Scrape web pages with Playwright and export structured data.

These details have been verified by PyPI

Project links

GitHub Statistics

Maintainers

These details have not been verified by PyPI

Project description

SandPaper

SandPaper scrapes web pages with Playwright and writes structured data to CSV, JSON, Excel, Parquet, or SQLite. It ships with an interactive CLI, a non-interactive CLI for scripting, an HTTP API, a small web UI, a visual selector picker, and a session recorder that replays as recipes.

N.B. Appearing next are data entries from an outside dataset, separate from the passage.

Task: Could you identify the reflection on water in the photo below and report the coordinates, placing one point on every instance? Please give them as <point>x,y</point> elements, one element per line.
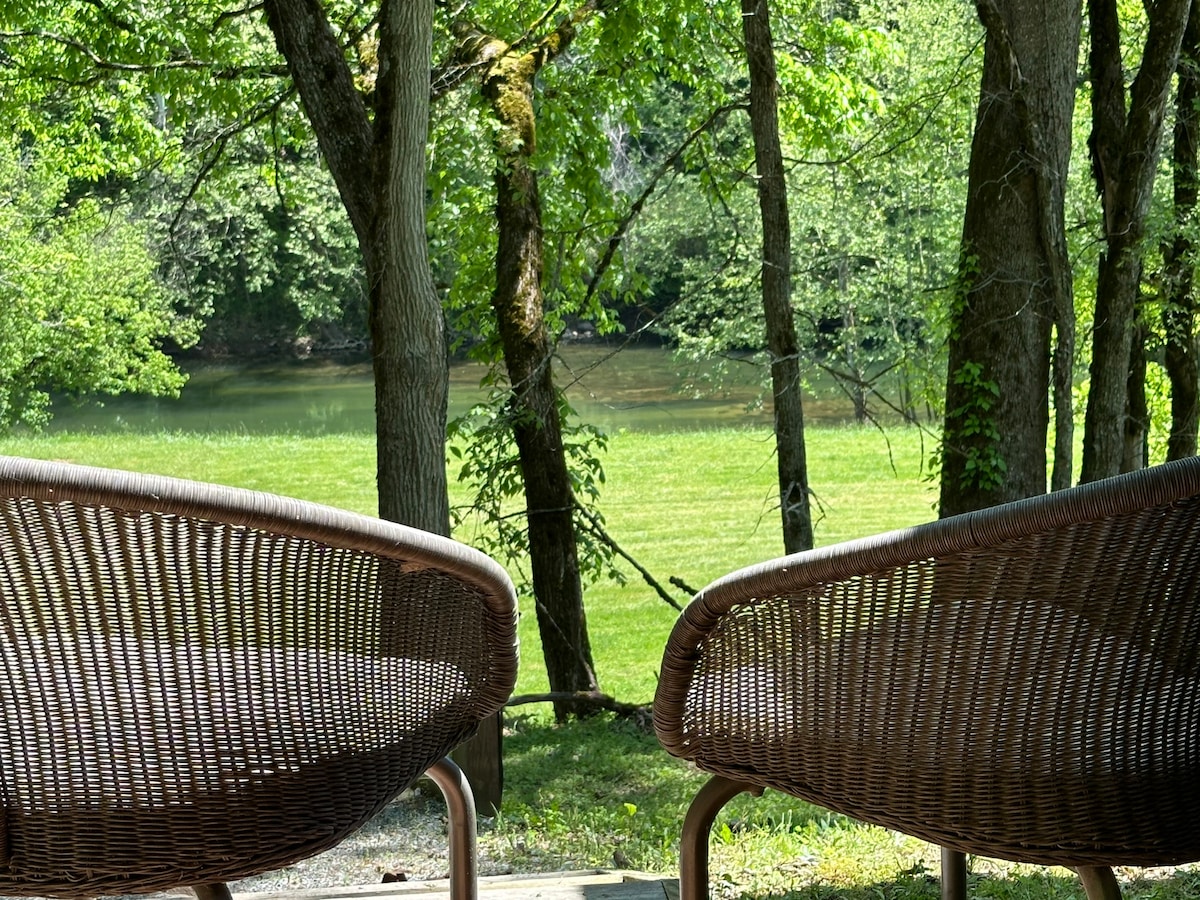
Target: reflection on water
<point>635,388</point>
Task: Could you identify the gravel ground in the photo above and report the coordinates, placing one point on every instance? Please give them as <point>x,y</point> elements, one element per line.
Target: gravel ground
<point>407,838</point>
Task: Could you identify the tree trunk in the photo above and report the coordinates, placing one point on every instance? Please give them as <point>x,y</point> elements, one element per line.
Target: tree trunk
<point>1013,275</point>
<point>1137,432</point>
<point>517,303</point>
<point>379,173</point>
<point>1125,160</point>
<point>409,355</point>
<point>1180,306</point>
<point>777,280</point>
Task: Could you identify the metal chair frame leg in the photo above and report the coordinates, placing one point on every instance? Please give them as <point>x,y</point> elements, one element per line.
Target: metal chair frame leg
<point>697,825</point>
<point>954,874</point>
<point>461,808</point>
<point>1099,882</point>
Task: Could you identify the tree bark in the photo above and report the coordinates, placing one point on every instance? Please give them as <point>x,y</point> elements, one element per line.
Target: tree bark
<point>1013,280</point>
<point>519,306</point>
<point>777,279</point>
<point>379,172</point>
<point>409,354</point>
<point>1125,160</point>
<point>1180,306</point>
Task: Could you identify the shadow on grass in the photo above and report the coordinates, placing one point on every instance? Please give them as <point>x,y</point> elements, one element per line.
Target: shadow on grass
<point>603,793</point>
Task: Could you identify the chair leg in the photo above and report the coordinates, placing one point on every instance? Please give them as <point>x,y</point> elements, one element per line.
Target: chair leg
<point>954,875</point>
<point>1099,882</point>
<point>696,827</point>
<point>461,808</point>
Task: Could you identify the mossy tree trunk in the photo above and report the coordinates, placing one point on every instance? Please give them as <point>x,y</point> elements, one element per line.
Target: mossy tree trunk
<point>1125,160</point>
<point>519,306</point>
<point>777,279</point>
<point>1014,280</point>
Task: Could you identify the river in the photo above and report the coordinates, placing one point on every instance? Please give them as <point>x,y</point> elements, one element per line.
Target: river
<point>634,388</point>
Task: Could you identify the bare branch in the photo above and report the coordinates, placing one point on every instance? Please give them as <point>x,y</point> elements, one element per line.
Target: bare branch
<point>594,699</point>
<point>231,15</point>
<point>219,145</point>
<point>635,209</point>
<point>593,525</point>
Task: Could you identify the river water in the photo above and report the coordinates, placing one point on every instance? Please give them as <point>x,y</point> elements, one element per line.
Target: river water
<point>634,388</point>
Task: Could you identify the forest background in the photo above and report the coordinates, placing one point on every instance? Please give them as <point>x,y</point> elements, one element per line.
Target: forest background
<point>965,203</point>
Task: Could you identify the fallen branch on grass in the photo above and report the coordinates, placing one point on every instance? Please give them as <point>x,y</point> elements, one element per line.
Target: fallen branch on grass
<point>600,701</point>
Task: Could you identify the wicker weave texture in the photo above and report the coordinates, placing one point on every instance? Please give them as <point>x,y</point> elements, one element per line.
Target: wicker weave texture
<point>1019,683</point>
<point>201,683</point>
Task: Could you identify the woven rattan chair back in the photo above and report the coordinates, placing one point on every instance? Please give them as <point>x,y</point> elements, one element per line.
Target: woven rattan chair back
<point>201,683</point>
<point>1021,682</point>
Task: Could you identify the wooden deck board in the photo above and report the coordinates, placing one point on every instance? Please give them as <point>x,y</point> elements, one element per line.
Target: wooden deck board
<point>559,886</point>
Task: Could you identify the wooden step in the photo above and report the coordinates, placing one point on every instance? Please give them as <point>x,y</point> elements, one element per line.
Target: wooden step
<point>594,885</point>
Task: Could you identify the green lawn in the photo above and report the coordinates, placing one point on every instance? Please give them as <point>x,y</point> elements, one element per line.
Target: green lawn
<point>601,793</point>
<point>688,505</point>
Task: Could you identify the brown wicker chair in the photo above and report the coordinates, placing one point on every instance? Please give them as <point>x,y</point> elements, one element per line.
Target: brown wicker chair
<point>1020,683</point>
<point>202,683</point>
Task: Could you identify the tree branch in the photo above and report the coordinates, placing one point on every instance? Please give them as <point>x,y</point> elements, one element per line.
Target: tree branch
<point>592,523</point>
<point>593,699</point>
<point>220,142</point>
<point>635,209</point>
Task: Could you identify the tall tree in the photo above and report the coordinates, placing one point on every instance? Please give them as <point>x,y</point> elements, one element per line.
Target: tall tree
<point>777,279</point>
<point>1014,277</point>
<point>1125,161</point>
<point>1179,252</point>
<point>510,71</point>
<point>378,163</point>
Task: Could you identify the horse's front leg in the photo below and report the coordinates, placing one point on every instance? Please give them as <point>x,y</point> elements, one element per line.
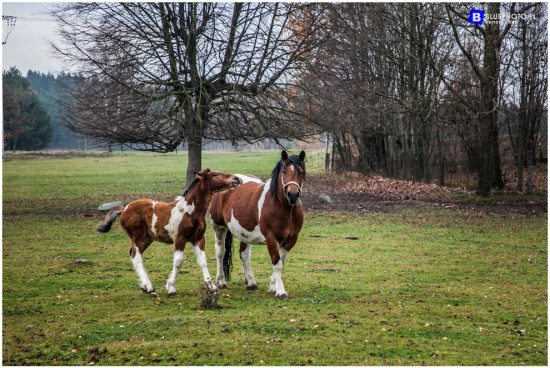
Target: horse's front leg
<point>220,234</point>
<point>276,286</point>
<point>201,260</point>
<point>179,248</point>
<point>135,253</point>
<point>244,253</point>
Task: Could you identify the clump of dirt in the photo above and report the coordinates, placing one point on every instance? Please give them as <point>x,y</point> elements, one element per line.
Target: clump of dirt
<point>208,298</point>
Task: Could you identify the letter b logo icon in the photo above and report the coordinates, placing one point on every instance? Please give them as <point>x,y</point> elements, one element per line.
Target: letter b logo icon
<point>476,16</point>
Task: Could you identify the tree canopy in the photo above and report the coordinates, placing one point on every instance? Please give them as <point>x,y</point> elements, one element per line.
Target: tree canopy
<point>155,75</point>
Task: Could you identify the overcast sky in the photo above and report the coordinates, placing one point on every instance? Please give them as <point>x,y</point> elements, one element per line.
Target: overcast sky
<point>27,45</point>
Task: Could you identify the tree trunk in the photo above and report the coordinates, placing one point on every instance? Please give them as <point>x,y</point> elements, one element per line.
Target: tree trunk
<point>490,175</point>
<point>194,161</point>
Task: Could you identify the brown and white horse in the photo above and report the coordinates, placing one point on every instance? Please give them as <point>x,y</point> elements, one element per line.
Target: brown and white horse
<point>260,213</point>
<point>178,223</point>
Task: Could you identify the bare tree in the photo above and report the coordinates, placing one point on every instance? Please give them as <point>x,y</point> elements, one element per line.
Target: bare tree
<point>524,94</point>
<point>154,75</point>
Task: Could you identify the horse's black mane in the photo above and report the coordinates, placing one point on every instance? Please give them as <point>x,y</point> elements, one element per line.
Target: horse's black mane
<point>190,186</point>
<point>274,186</point>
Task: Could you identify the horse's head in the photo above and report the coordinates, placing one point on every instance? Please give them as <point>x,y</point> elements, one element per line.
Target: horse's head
<point>292,173</point>
<point>215,181</point>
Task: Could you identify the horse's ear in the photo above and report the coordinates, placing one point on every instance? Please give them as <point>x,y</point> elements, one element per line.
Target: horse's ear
<point>284,155</point>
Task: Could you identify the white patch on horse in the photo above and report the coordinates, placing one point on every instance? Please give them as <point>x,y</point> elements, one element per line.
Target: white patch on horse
<point>180,209</point>
<point>171,283</point>
<point>248,179</point>
<point>153,222</point>
<point>262,199</point>
<point>250,237</point>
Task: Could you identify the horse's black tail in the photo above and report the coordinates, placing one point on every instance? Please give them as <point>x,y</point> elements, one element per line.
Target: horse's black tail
<point>111,216</point>
<point>228,256</point>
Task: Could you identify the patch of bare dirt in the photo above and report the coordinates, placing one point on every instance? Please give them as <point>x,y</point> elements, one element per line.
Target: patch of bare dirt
<point>353,192</point>
<point>56,154</point>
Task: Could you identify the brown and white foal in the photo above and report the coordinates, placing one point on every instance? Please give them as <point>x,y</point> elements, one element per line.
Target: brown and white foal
<point>179,222</point>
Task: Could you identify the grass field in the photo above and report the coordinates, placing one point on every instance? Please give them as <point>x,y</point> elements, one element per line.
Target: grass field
<point>411,288</point>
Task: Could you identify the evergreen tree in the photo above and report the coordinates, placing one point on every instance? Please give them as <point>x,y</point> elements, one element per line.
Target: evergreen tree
<point>26,123</point>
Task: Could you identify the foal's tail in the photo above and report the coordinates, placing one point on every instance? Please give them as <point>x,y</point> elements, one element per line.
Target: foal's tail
<point>228,256</point>
<point>111,216</point>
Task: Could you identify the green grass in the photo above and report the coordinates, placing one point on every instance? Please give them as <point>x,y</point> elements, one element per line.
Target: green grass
<point>436,288</point>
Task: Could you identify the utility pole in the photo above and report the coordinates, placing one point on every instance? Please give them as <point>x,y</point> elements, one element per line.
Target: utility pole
<point>10,23</point>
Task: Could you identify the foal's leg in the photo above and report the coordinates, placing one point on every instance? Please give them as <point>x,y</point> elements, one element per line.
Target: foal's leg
<point>201,260</point>
<point>244,253</point>
<point>220,234</point>
<point>136,252</point>
<point>178,260</point>
<point>276,286</point>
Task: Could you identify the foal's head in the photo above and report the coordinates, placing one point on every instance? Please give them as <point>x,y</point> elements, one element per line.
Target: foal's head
<point>290,173</point>
<point>213,181</point>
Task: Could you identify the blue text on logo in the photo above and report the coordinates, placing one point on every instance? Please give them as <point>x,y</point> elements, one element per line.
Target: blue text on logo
<point>476,16</point>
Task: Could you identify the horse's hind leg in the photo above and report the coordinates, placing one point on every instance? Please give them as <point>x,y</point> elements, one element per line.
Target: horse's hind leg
<point>244,253</point>
<point>136,255</point>
<point>201,261</point>
<point>220,234</point>
<point>171,283</point>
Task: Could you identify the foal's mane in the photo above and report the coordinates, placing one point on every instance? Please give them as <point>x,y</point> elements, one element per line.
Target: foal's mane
<point>274,186</point>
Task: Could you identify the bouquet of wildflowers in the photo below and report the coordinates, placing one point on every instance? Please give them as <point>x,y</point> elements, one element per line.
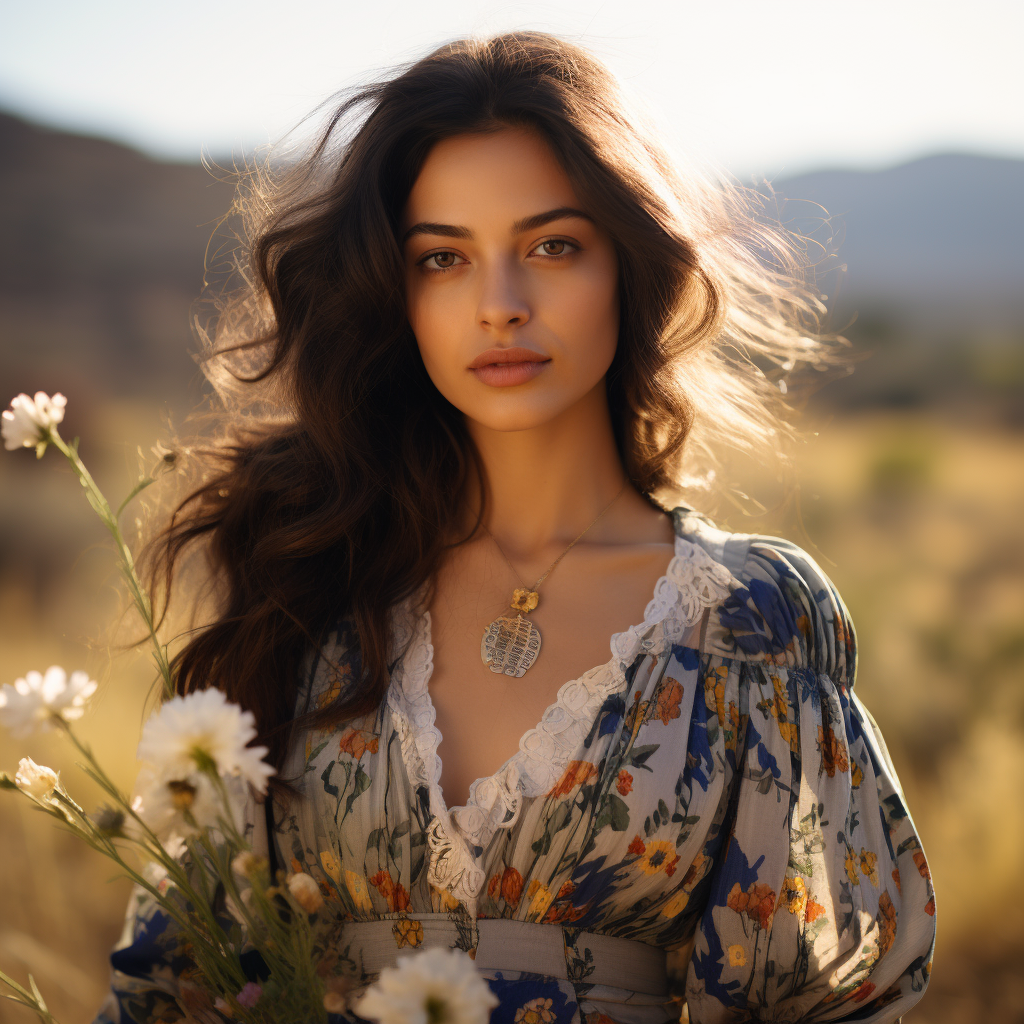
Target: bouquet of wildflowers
<point>184,821</point>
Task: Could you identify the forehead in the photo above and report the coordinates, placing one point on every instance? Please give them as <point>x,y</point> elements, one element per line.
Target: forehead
<point>485,179</point>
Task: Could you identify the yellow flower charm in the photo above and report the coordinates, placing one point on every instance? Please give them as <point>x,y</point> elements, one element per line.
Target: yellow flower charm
<point>524,600</point>
<point>736,955</point>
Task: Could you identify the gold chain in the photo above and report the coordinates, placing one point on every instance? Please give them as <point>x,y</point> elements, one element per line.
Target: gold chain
<point>564,553</point>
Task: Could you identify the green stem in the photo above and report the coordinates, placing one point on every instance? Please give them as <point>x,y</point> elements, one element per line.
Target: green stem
<point>110,520</point>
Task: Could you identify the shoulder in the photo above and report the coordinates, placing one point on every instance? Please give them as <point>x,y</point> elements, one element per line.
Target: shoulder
<point>781,607</point>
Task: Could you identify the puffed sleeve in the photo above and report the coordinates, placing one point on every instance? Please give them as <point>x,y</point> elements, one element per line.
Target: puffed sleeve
<point>821,907</point>
<point>150,967</point>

Docs: Getting started · User guide · Installation · Contributing

Install

From PyPI:

pip install sandpaper-py
playwright install

With optional features:

pip install "sandpaper-py[excel,parquet,api,schedule]"

From source:

git clone https://github.com/Aaryan-Dadu/SandPaper
cd SandPaper
pip install -e ".[dev,all]"
playwright install

playwright install downloads the browser binaries the loader needs. The first scrape after a fresh install will fail without it.

Quick start

Interactive mode:

sandpaper

Single-shot non-interactive scrape:

sandpaper run --url https://quotes.toscrape.com -o quotes.csv

Multi-page with a template:

sandpaper run \
  --template "https://quotes.toscrape.com/page/{page}/" \
  --pages 1-5 \
  -o quotes.csv

Auto-paginate by following rel="next" links:

sandpaper run --url https://quotes.toscrape.com --auto-paginate -o quotes.csv

CSS selector extraction:

sandpaper run \
  --url https://quotes.toscrape.com \
  --extractor selector \
  --selectors '{"quote": "span.text", "author": "small.author"}' \
  -o quotes.json -f json

Concurrent multi-page:

sandpaper run \
  --template "https://example.com/page/{page}" \
  --pages 1-50 \
  --concurrency 4 --rate 2 \
  -o data.parquet -f parquet

Dry run (preview without writing):

sandpaper run --url https://example.com --dry-run

Programmatic API

from sandpaper_py import scrape, ScrapeConfig

cfg = ScrapeConfig(
    page_template="https://quotes.toscrape.com/page/{page}/",
    pages="1-3",
    output="quotes.csv",
    format="csv",
    threshold=10,
)
result = scrape(cfg)
print(result.rows, result.columns)

Or use the helpers:

from sandpaper_py import scrape_url, scrape_urls

scrape_url("https://example.com", output="example.csv")
scrape_urls(["https://a.com", "https://b.com"], output="combined.json", format="json")

Commands

Command	Purpose
`sandpaper`	Interactive prompt-driven scrape.
`sandpaper run`	Non-interactive scrape from flags.
`sandpaper watch --every <sec>`	Re-run on a fixed interval.
`sandpaper schedule --cron "..."`	Run on a cron schedule.
`sandpaper pick <url>`	Open a visual selector picker.
`sandpaper serve`	Start the HTTP API and web UI.
`sandpaper preset {list,save,show,delete}`	Manage per-site presets.
`sandpaper config {path,show,init}`	Manage the global config file.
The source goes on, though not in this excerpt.